Le territoire de Mambasa, déjà meurtri par l’insécurité, fait face à une nouvelle menace. Des activistes des droits de l’homme alertent sur la gestation d’un mouvement armé dénommé « Mouvement populaire du Congo » (MPC). Ce groupe, dirigé par un ancien milicien, recruterait des jeunes dans la périphérie de Biakato.
La société civile exprime ses vives inquiétudes.

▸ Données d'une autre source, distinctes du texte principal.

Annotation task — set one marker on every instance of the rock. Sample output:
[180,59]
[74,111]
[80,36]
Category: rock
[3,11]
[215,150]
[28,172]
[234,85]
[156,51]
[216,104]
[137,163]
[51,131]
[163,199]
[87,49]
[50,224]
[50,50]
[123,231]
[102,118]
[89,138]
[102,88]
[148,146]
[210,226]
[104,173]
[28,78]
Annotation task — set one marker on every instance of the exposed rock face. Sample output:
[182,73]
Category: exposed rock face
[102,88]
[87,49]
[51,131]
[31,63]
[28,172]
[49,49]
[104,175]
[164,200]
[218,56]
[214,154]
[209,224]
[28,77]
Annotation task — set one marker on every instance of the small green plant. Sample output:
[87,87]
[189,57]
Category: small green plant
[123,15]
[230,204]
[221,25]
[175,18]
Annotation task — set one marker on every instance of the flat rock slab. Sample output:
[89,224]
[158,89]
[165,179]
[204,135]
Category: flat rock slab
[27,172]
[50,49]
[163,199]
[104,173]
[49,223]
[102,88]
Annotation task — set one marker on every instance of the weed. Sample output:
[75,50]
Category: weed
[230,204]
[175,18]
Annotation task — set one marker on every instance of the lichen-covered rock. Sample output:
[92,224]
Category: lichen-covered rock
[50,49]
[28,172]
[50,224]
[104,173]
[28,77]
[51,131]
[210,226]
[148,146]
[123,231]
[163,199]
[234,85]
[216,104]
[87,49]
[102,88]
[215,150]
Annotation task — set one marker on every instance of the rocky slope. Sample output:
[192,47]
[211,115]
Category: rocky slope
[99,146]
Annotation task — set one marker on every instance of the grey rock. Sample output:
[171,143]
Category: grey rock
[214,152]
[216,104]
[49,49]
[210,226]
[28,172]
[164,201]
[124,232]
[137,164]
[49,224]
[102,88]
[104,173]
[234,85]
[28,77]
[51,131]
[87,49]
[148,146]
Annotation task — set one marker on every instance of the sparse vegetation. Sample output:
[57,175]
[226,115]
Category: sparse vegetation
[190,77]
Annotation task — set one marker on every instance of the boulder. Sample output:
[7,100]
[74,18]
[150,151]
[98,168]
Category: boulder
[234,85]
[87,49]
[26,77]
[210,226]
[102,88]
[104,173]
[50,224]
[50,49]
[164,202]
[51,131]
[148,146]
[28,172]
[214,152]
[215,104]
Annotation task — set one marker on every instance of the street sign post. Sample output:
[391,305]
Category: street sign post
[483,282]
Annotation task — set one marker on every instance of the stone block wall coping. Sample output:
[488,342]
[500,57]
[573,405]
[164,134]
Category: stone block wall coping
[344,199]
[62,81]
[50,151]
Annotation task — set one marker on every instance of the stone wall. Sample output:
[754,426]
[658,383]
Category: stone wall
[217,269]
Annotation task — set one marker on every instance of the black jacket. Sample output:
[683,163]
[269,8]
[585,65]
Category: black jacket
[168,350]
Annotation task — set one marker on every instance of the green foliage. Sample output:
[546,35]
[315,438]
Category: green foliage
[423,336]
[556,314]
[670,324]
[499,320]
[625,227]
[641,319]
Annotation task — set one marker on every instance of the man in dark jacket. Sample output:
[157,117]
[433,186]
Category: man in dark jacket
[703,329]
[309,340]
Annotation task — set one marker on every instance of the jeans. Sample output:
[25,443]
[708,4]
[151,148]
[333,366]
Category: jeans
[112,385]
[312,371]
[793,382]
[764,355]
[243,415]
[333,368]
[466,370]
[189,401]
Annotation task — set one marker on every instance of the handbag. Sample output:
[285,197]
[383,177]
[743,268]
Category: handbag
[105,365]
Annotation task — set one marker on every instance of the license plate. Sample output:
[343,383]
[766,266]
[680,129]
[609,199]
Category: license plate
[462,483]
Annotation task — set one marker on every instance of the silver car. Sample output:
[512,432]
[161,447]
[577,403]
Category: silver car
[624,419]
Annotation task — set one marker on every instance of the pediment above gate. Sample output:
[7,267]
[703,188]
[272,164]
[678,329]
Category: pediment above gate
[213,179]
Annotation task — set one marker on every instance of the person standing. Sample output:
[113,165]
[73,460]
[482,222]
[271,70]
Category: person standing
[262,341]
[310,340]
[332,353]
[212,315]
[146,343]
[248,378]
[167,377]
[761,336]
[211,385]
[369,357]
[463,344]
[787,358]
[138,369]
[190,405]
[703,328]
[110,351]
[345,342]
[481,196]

Selon Rams Malikidogo, défenseur des droits de l’homme de retour d’une mission dans la zone, ce nouveau groupe aurait établi son état-major depuis le mardi 4 mars au lieu-dit « Camp Tomate », situé à environ 10 kilomètres du centre de négoce de Biakato.
Craintes de nouvelles exactions
Pour les acteurs locaux, l’émergence de ce mouvement est synonyme de nouvelles souffrances pour une population déjà asphyxiée par les exactions des rebelles ADF et des diverses milices se réclamant des « Wazalendo ».
Rams Malikidogo craint une multiplication de barrières illégales sur les routes agricoles :
« Cette situation est une très mauvaise nouvelle. Nous redoutons que ces hommes n’érigent rapidement des barrières pour extorquer de l’argent et vivre sur le dos de la population, qui n’en peut plus des tracasseries. »
Un chef milicien “récidiviste”
Interrogé sur l’identité du leader de ce mouvement, un certain Katembo Kiaviro, l’administrateur du territoire de Mambasa, Jean-Baptiste Munyapanzi, apporte des précisions sur son profil. Il s’agit d’un ancien milicien Maï-Maï bien connu des services de sécurité.
Arrêté il y a deux ans à Makumo, Katembo Kiaviro avait été transféré à la prison militaire de Ndolo à Kinshasa, avant d’être libéré. Il a regagné l’Ituri il y a moins de six mois.
« Un bandit à main armée »
L’autorité territoriale se montre toutefois prudente sur la qualification de ce mouvement :
« S’il reprend les armes, il devient plutôt un bandit à main armée. Pour l’instant, on ne peut pas encore parler d’un groupe armé clairement identifié. S’ils ont trouvé un nom à leur mouvement, nous devons nous battre pour savoir qui sont ses complices ».
En dépit de ces nuances sémantiques de l’administration, la psychose gagne les zones rurales. Les habitants de Mambasa, déjà victimes d’extorsions régulières, craignent que ce « MPC » ne vienne aggraver l’instabilité chronique de cette partie de la province de l’Ituri.